Я вынужден был запрокинуть голову, чтобы избежать ударов в подбородок. Но тогда я не мог видеть, что она делает. Мне оставалось только держать маму за руки и, подчиняясь ее движениям, следовать за ней. Мама, которая до этого пыталась всучить мне бритву, теперь делала все возможное, чтобы я не отнял у нее бритву. А через некоторое время она бросилась в атаку, норовя перерезать мне горло. Я что было сил ударил ее руку о стену. Это была моя последняя попытка защититься. Я рассчитывал, что мама выпустит бритву.

Но думать так было слишком наивно. Прежде, чем ее рука коснулась стены, она поднырнула у меня под мышкой. В следующий миг из моего горла раздался страшный крик. Мама изо всех сил вцепилась зубами в мою руку.

– Мама…

В одну секунду боль стрелой пронзила мою плоть, прошла через мышцы и влетела в голову, перерезав натянутую до предела нить. Нить, благодаря которой, изнеможенный, я добрел до дома, нить, которая сдерживала меня, пока мама на меня бросалась, пламенея от гнева, нить, которую я считал прочнее и надежнее железного троса. И я потерял над собой контроль, иными словами, разум меня покинул.

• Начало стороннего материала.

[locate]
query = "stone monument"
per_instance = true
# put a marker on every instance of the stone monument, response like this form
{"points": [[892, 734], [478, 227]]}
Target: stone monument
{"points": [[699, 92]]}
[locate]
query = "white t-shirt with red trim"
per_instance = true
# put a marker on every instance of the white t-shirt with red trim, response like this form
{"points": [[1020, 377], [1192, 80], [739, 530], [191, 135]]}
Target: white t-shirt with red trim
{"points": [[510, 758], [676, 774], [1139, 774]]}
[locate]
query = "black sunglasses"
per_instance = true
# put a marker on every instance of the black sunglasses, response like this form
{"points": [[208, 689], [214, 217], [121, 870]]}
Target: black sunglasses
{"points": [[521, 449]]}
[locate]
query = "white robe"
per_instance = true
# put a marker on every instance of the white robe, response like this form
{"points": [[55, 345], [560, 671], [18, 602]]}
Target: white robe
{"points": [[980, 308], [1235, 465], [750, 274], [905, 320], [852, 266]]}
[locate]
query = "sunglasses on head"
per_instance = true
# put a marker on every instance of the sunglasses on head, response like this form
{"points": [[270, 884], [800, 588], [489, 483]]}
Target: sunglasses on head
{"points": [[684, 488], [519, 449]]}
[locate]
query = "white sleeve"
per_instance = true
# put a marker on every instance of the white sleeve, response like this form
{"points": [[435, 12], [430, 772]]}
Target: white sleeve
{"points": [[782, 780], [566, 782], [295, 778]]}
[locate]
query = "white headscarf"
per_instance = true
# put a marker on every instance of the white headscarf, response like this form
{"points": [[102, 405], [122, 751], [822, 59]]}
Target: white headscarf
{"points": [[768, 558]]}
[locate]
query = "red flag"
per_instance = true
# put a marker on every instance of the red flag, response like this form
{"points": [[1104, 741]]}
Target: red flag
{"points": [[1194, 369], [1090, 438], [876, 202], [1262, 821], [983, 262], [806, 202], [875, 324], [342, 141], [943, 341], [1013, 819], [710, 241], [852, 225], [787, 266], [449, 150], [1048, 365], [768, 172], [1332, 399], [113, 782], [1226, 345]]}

– Ради бога… не делай этого, – мой голос удалялся все дальше и дальше. Уши заложило. Со спины на меня навалилась темнота и закрыла мне боковое зрение. Я отпустил руку мамы, схватил ее за волосы и с силой потянул назад. Мама застонала, но не разжала зубы. Она рычала, как зверь, и все глубже и сильнее впивалась мне в руку. Она ослабила хватку, только когда я сумел совсем отбросить ее голову от себя. В узком пространстве, ограниченном шорами тьмы, я видел лишь тонкую, словно веточка, шею. На ней выступали округлые косточки. Синие вены вздувались и бились, будто разъяренные змеи. Я подтянул к шее мамы ее руку, в которой была зажата бритва.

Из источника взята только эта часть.